Indubbiamente dotato, questo uomo d’affari. Il suo tocco di Mida lo rende ad ogni giro di giostra sempre più ricco. Ma c’è un piccolo problema: quel tycoon dal ciuffo dorato è anche il presidente degli Stati Uniti. Già, un trionfante Donald d’Arabia, che vagheggia di innalzare una Trump Tower anche a Damasco a completare quel mosaico di giganteschi menhir che celebrano la sua potenza finanziaria a Honolulu come a New York, a Las Vegas come a Mumbai, a Manila, a Istanbul. Instancabile, Trump è poi volato a Doha per vendere ai qatariani aerei, tecnologia, armi.
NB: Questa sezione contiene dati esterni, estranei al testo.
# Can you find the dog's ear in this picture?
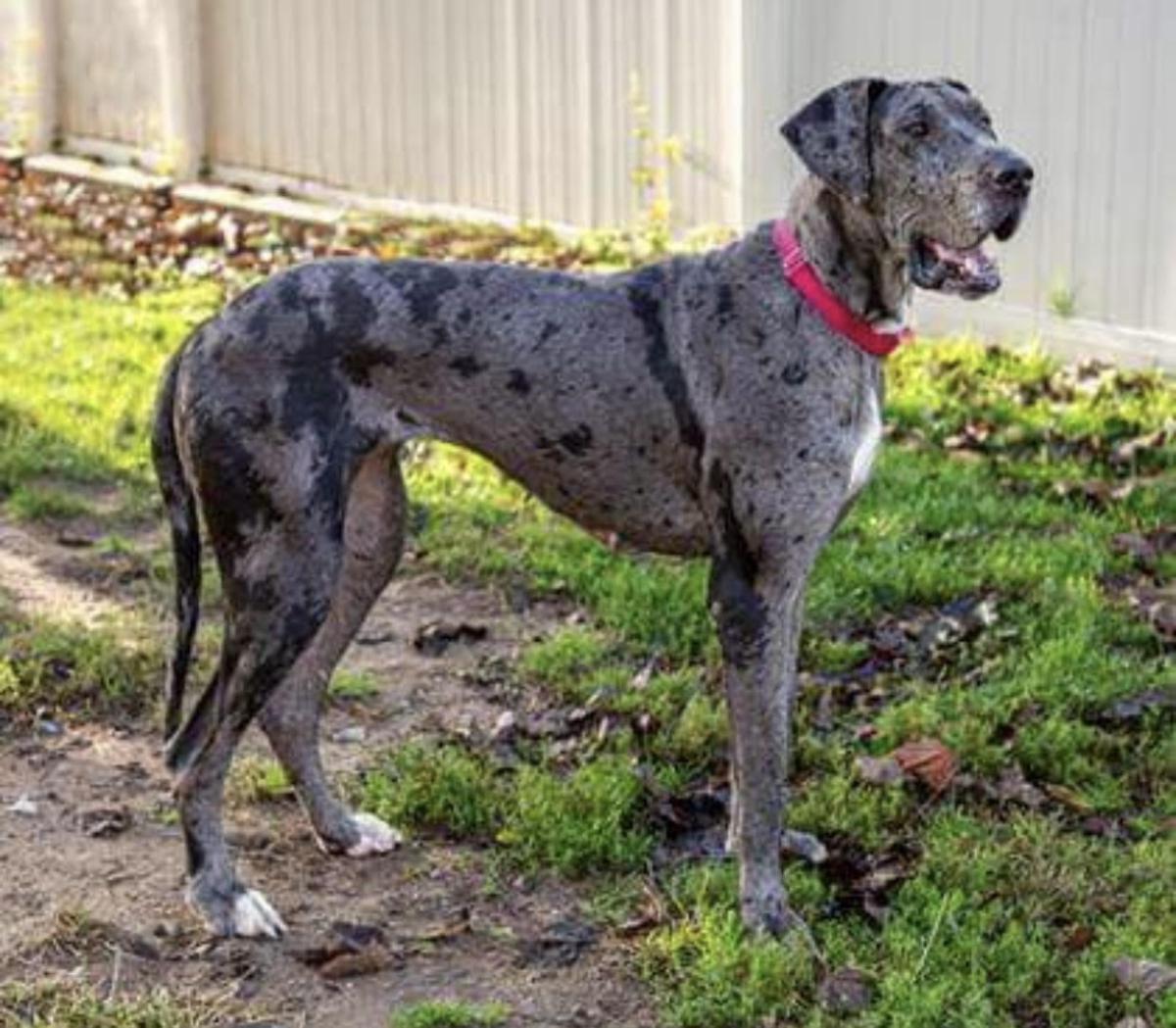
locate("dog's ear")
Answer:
[780,78,888,204]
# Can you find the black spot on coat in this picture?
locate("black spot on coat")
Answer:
[559,424,592,457]
[628,265,704,453]
[449,353,486,378]
[507,368,530,396]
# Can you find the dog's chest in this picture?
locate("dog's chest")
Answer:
[849,389,882,495]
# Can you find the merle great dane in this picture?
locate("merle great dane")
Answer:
[153,78,1033,936]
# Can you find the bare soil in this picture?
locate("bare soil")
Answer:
[0,524,657,1028]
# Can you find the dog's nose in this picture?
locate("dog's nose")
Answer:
[988,151,1033,196]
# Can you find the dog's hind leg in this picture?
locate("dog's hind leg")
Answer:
[166,427,354,936]
[261,448,406,857]
[167,517,342,936]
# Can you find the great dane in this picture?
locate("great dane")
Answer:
[153,78,1033,936]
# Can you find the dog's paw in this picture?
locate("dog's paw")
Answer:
[347,814,405,857]
[228,889,286,939]
[780,828,829,863]
[187,877,286,939]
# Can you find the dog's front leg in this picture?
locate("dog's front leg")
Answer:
[711,556,804,935]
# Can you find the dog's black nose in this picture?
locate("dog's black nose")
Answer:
[988,151,1033,196]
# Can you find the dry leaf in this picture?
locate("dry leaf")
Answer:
[854,757,906,786]
[890,739,956,793]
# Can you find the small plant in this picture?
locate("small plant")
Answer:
[4,484,92,521]
[388,1000,511,1028]
[327,670,380,700]
[499,757,653,877]
[629,73,686,260]
[1047,277,1078,318]
[0,618,161,716]
[224,756,294,805]
[359,742,506,839]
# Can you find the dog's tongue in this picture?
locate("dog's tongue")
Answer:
[928,240,1001,289]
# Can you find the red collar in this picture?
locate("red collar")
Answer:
[771,219,913,357]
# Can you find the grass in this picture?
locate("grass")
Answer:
[388,1000,511,1028]
[327,670,380,703]
[0,600,163,718]
[224,754,294,806]
[0,259,1176,1028]
[0,982,227,1028]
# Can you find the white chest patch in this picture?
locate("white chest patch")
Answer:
[849,389,882,495]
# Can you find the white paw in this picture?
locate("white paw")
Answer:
[233,889,286,939]
[347,814,405,857]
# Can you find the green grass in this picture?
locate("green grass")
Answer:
[327,670,380,701]
[358,742,652,877]
[0,983,233,1028]
[0,272,1176,1028]
[224,756,294,806]
[0,282,219,516]
[388,1000,511,1028]
[0,610,163,718]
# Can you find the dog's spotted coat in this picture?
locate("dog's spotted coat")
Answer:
[154,80,1029,935]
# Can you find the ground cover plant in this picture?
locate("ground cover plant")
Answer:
[0,171,1176,1028]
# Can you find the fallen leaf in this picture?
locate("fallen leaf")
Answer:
[890,739,956,793]
[816,967,874,1014]
[1100,686,1176,723]
[1046,785,1094,814]
[77,807,131,839]
[996,763,1046,810]
[413,621,489,657]
[854,757,906,786]
[518,917,596,967]
[1062,924,1095,953]
[1110,957,1176,997]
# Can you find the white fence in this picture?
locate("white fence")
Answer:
[0,0,1176,363]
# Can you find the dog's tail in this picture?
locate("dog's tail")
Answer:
[151,349,200,740]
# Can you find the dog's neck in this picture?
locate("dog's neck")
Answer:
[788,175,911,330]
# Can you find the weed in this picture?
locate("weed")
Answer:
[4,483,92,521]
[224,754,294,806]
[499,757,653,876]
[0,618,163,716]
[388,1000,511,1028]
[360,742,506,839]
[0,982,235,1028]
[327,670,380,701]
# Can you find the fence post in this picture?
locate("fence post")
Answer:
[24,0,58,153]
[158,0,205,178]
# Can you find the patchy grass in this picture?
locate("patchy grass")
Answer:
[327,670,380,703]
[0,260,1176,1028]
[0,610,163,717]
[0,282,220,516]
[388,1000,511,1028]
[359,742,504,839]
[224,754,294,806]
[0,982,229,1028]
[359,742,652,877]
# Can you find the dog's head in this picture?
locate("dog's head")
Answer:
[781,78,1033,299]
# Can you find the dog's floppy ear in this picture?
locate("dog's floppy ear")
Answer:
[780,78,887,204]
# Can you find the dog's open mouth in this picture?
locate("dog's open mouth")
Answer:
[910,236,1001,300]
[910,211,1021,300]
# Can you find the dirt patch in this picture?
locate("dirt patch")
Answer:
[0,529,655,1028]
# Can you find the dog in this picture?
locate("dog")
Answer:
[152,77,1033,936]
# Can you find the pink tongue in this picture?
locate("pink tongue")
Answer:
[928,239,993,278]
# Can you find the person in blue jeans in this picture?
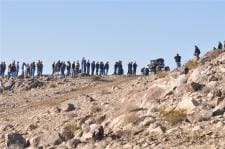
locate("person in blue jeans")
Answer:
[174,53,181,69]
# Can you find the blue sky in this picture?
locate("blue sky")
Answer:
[0,0,225,72]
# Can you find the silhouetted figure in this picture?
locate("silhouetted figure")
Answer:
[91,61,95,75]
[87,60,91,75]
[66,61,71,77]
[218,42,223,50]
[95,62,100,75]
[174,53,181,68]
[100,62,104,76]
[133,62,137,75]
[194,45,201,60]
[127,62,133,75]
[104,62,109,76]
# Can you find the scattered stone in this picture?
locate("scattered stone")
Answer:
[40,131,63,146]
[60,127,74,141]
[191,82,205,92]
[66,139,81,149]
[176,96,199,114]
[90,124,104,141]
[6,133,27,148]
[61,103,75,112]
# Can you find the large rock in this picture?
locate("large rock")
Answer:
[60,103,75,112]
[29,136,41,148]
[66,139,81,149]
[0,80,4,93]
[4,79,15,90]
[187,109,213,123]
[89,124,104,141]
[60,127,74,141]
[176,96,199,114]
[190,82,205,92]
[148,123,166,134]
[40,131,63,146]
[6,133,27,148]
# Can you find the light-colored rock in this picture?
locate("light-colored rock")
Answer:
[60,127,74,141]
[6,133,27,148]
[60,103,75,112]
[40,131,63,146]
[176,96,199,114]
[66,139,81,149]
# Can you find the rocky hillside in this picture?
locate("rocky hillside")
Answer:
[0,51,225,149]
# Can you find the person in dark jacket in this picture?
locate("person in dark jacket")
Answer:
[95,62,100,75]
[133,62,137,75]
[86,60,91,75]
[127,62,132,75]
[218,42,223,50]
[174,53,181,68]
[66,61,71,77]
[72,61,76,78]
[194,45,201,60]
[91,61,95,76]
[105,62,109,76]
[114,62,118,75]
[100,62,104,76]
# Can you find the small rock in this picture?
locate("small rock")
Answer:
[61,103,75,112]
[176,96,199,114]
[6,133,27,148]
[60,127,74,141]
[213,106,225,116]
[191,82,205,91]
[90,124,104,141]
[29,136,41,148]
[66,139,81,149]
[27,124,38,131]
[40,131,62,146]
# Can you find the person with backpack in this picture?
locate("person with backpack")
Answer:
[95,62,100,75]
[105,62,109,76]
[91,61,95,76]
[86,60,91,75]
[133,62,137,75]
[99,62,104,76]
[127,62,132,75]
[66,61,71,77]
[174,53,181,69]
[194,45,201,60]
[72,62,76,78]
[218,42,223,50]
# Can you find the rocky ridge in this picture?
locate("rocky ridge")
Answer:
[0,51,225,149]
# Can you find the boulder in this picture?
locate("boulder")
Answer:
[29,136,41,148]
[148,123,166,134]
[2,79,15,90]
[90,124,104,141]
[6,133,27,148]
[213,106,225,116]
[176,96,199,114]
[66,139,81,148]
[187,109,213,123]
[40,131,62,146]
[61,103,75,112]
[190,82,205,92]
[60,127,74,141]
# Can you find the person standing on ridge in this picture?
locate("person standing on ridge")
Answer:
[86,60,91,75]
[105,62,109,76]
[95,62,100,75]
[91,61,95,76]
[194,45,201,60]
[133,62,137,76]
[174,53,181,69]
[218,42,223,50]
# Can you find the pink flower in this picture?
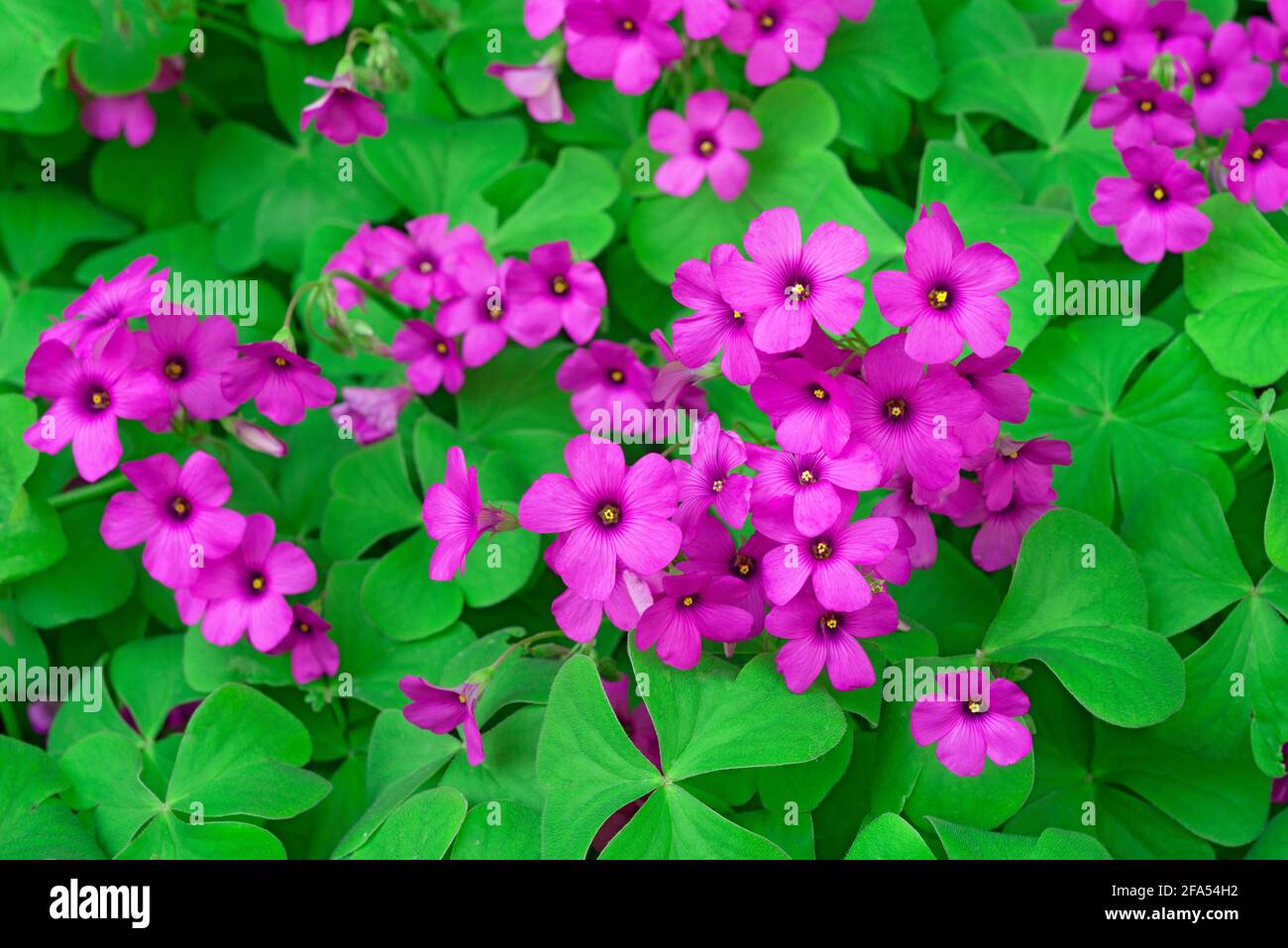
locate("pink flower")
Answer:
[300,73,389,145]
[720,0,837,85]
[648,89,760,201]
[850,335,983,490]
[756,491,899,610]
[1091,78,1194,151]
[566,0,684,95]
[911,669,1033,777]
[1091,145,1212,263]
[507,241,608,345]
[671,415,751,533]
[635,572,751,669]
[715,207,868,353]
[420,445,505,582]
[134,312,237,432]
[192,514,317,652]
[872,203,1020,364]
[23,325,170,481]
[398,675,483,767]
[748,441,881,533]
[519,434,680,600]
[40,257,170,358]
[220,342,335,425]
[751,360,855,455]
[1051,0,1158,89]
[765,592,899,694]
[671,244,760,385]
[270,603,340,685]
[331,385,412,445]
[393,319,465,395]
[1176,21,1271,136]
[555,339,653,434]
[483,53,574,124]
[1221,119,1288,214]
[99,451,246,588]
[282,0,353,46]
[434,254,545,369]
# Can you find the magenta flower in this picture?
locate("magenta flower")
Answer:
[99,451,246,588]
[671,415,751,533]
[136,312,237,432]
[872,203,1020,364]
[300,73,389,145]
[671,244,760,385]
[434,255,548,369]
[956,345,1030,468]
[398,675,483,767]
[564,0,684,95]
[1091,78,1194,151]
[220,342,335,425]
[765,592,899,694]
[507,241,608,345]
[635,572,751,669]
[40,257,170,358]
[1221,119,1288,214]
[368,214,486,309]
[850,335,983,490]
[555,339,653,434]
[748,441,881,535]
[270,603,340,685]
[192,514,318,652]
[1248,0,1288,85]
[1091,145,1212,263]
[1176,21,1271,136]
[322,224,380,309]
[648,90,760,201]
[393,319,465,395]
[519,434,680,600]
[679,515,777,638]
[713,207,868,353]
[756,502,899,612]
[979,438,1073,510]
[420,445,505,582]
[751,360,855,455]
[331,385,413,445]
[483,53,574,124]
[720,0,837,85]
[1051,0,1158,89]
[912,669,1033,777]
[282,0,353,46]
[22,326,170,481]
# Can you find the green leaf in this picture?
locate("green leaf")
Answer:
[489,149,619,259]
[1185,194,1288,386]
[984,510,1185,728]
[349,787,467,859]
[845,812,939,859]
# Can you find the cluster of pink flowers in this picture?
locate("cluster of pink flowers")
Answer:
[1053,0,1288,263]
[414,205,1070,773]
[25,257,339,683]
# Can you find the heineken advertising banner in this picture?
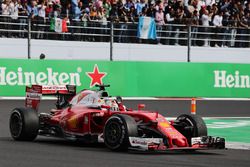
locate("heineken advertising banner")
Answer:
[0,59,250,97]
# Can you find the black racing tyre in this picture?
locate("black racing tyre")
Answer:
[177,114,207,143]
[9,108,39,141]
[103,114,138,151]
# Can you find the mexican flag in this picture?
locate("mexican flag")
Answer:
[50,18,68,32]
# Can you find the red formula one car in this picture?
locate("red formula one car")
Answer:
[9,85,225,151]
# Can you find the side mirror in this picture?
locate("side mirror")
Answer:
[138,104,146,111]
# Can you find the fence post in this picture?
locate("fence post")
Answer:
[110,18,114,61]
[187,24,191,62]
[28,16,31,59]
Un nuovo diluvio di dollari. In altre parole, siamo di fronte a una nuova dottrina americana, che antepone gli affari e gli accordi commerciali alla politica e alla diplomazia. Addio alle guerre preventive, ai “regime change” neocon cari a George W.Bush e teorizzati da Donald Rumsfeld e Dick Cheney, e soprattutto addio all’ “exporting democracy” come cavallo di battaglia della politica estera americana. La sola eliminazione di Saddam Hussein costò a Washington 700 miliardi di dollari e 4.400 caduti nelle forze armate americane. Per non dire della débâcle politica con il ritiro dall’Afghanistan. Errori da mai più ripetere.
Donald d’Arabia ha tutt’altra intenzione. La pace, sostiene, produce profitti. Non sappiamo se Trump abbia mai letto “La favola delle api”, il poema satirico di Bernard Mandeville, ma di fatto si comporta come quell’amarissimo apologo del 1705: sono i vizi dei privati, la loro brama e ingordigia a generare le virtù collettive. Qualcuno ha definito la nuova dottrina trumpiana «capitalismo clientelare». E sicuramente c’è del vero.
Ma è vero anche –va dato atto – che la foga di risolvere tutto con una serie di transazioni d’affari certi frutti li sta dando.
Gli Accordi di Abramo, per cominciare. Siglati cinque anni fa a Washington fra Israele, Emirati Arabi e Bahrein erano la prima pietra di quella Pax Americana perseguita non senza intoppi e interruzioni da Donald Trump durante il suo primo mandato, che prevedeva il riconoscimento di Israele da parte delle nazioni arabe che per mezzo secolo sono state ostili nei confronti dell’unica democrazia del Medio Oriente. Accordi che si sono congelati dopo l’assalto di Hamas del 7 settembre 2023. Il progetto tuttavia rimane, ed è un capovolgimento copernicano rispetto all’appeasement dell’amministrazione Obama: l’avvicinamento di Israele alle monarchie del Golfo è il più potente dei richiami per creare una rete sunnita (originariamente in funzione anti-iraniana) ed anche per fare affari.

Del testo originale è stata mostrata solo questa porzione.